Ces anomalies peuvent être en partie expliquées par des mécanismes cellulaires, notamment l’excès de proinsuline (précurseur de l’insuline). En effet, la proinsuline et ses précurseurs sont augmentés, en concentration absolue, en fin de grossesse chez les femmes normo-tolérantes (Khul et al.) et chez les femmes avec DG (Dornhorst et al.). Pour Khul et al., le rapport proinsulinémie/insulinémie reste inchangé, mais avec uniquement 8 femmes dans chaque groupe. Pour Kautzky-Willer et al., ce rapport est augmenté dans le DG et chez les intolérantes au glucose comparativement aux femmes sans trouble de la tolérance glucidique.

L’augmentation de la proinsulinémie de manière importante dans la première moitié de la grossesse des femmes avec DG semble être un facteur prédictif d’une détérioration de l’équilibre glycémique en fin de grossesse. Cette augmentation serait également corrélée à la nécessité de mettre en place une insulinothérapie afin de maintenir un équilibre glycémique correct pendant la grossesse. L’insuline est dégradée de manière prépondérante dans le foie, mais peut l’être aussi dans le placenta. L’extraction insulinique dans le placenta est trop faible pour être prise en compte. Par contre l’extraction insulinique hépatique est diminuée chez toutes les femmes enceintes, quel que soit leur niveau de tolérance glucidique. Ceci pourrait être un moyen d’adaptation vis-à-vis de l’insulinorésistance au cours de la grossesse, augmentant ainsi la disponibilité de l’insuline périphérique. Dans les mécanismes cellulaires le rôle de l’amyline ou l’islet amyloid pancreatic polypeptide sur l’insulinosécrétion a été évoqué par Kautzky-Willer et al.. Ils ont observé une augmentation marquée de la sécrétion d’amyline dans toutes les grossesses. Cette hypersécrétion d’amyline est identique chez les femmes avec DG et chez les femmes normo-tolérantes, et ses taux se normalisent après l’accouchement. On peut penser à une influence de l’amyline sur la sécrétion d’insuline et de proinsuline, mais ces résultats ont été obtenus dans des petits groupes de patientes et il est peu probable que les perturbations de la sécrétion d’amyline au cours de la grossesse pouvaient expliquer les différences de concentration en proinsuline.
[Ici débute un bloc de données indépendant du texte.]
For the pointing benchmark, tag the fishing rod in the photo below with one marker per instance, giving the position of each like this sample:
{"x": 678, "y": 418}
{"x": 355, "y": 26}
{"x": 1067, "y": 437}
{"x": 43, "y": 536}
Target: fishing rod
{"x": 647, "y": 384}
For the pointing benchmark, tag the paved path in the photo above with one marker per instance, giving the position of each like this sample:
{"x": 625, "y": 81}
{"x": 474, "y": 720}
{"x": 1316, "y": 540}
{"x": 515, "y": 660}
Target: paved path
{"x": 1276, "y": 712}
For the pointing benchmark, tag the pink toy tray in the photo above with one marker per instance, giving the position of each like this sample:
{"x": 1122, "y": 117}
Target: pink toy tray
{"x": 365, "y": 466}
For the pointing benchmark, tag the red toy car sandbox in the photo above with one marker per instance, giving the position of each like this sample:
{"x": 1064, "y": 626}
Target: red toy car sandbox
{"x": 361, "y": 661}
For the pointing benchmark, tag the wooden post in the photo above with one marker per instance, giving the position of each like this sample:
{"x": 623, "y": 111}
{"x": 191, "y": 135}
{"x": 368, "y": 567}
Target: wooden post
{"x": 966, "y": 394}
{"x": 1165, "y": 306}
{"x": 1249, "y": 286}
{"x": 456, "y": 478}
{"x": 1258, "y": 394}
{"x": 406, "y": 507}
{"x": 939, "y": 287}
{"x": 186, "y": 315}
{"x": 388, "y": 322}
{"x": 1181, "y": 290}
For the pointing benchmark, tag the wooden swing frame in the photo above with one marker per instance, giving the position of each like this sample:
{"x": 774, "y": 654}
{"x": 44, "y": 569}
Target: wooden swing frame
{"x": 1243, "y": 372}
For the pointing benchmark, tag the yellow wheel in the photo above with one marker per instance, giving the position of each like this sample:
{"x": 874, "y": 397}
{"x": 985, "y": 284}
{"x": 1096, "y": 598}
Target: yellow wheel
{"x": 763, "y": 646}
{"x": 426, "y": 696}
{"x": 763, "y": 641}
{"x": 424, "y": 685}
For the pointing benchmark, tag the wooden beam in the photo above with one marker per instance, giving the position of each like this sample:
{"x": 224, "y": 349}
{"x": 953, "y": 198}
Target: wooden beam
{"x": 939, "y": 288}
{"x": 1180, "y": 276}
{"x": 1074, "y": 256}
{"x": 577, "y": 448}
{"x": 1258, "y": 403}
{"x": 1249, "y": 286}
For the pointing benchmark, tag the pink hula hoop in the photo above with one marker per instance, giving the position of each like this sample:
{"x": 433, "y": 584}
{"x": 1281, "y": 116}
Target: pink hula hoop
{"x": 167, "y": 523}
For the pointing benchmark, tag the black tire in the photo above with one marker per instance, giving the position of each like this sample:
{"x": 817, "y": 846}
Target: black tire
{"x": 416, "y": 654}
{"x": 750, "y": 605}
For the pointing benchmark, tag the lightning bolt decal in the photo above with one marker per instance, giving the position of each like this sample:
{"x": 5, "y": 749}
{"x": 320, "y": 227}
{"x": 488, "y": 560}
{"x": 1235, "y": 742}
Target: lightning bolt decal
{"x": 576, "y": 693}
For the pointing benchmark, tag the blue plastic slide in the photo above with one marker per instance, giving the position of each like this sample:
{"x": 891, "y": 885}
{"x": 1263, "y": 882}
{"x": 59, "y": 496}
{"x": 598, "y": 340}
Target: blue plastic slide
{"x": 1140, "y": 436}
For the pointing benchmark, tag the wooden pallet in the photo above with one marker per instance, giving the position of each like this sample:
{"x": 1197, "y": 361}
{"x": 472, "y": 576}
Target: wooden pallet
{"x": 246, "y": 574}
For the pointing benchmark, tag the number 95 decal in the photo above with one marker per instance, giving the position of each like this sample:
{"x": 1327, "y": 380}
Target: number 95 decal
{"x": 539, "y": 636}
Modifications structurales des îlots de Langerhans

Pour s’adapter à l’augmentation de l’insulinosécrétion au cours de la grossesse qu’elle soit normale ou avec DG, les îlots de Langerhans subissent des modifications structurales et fonctionnelles, ainsi Sheridan et al. ont décrits une hypertrophie et une hyperplasie des cellules bêta.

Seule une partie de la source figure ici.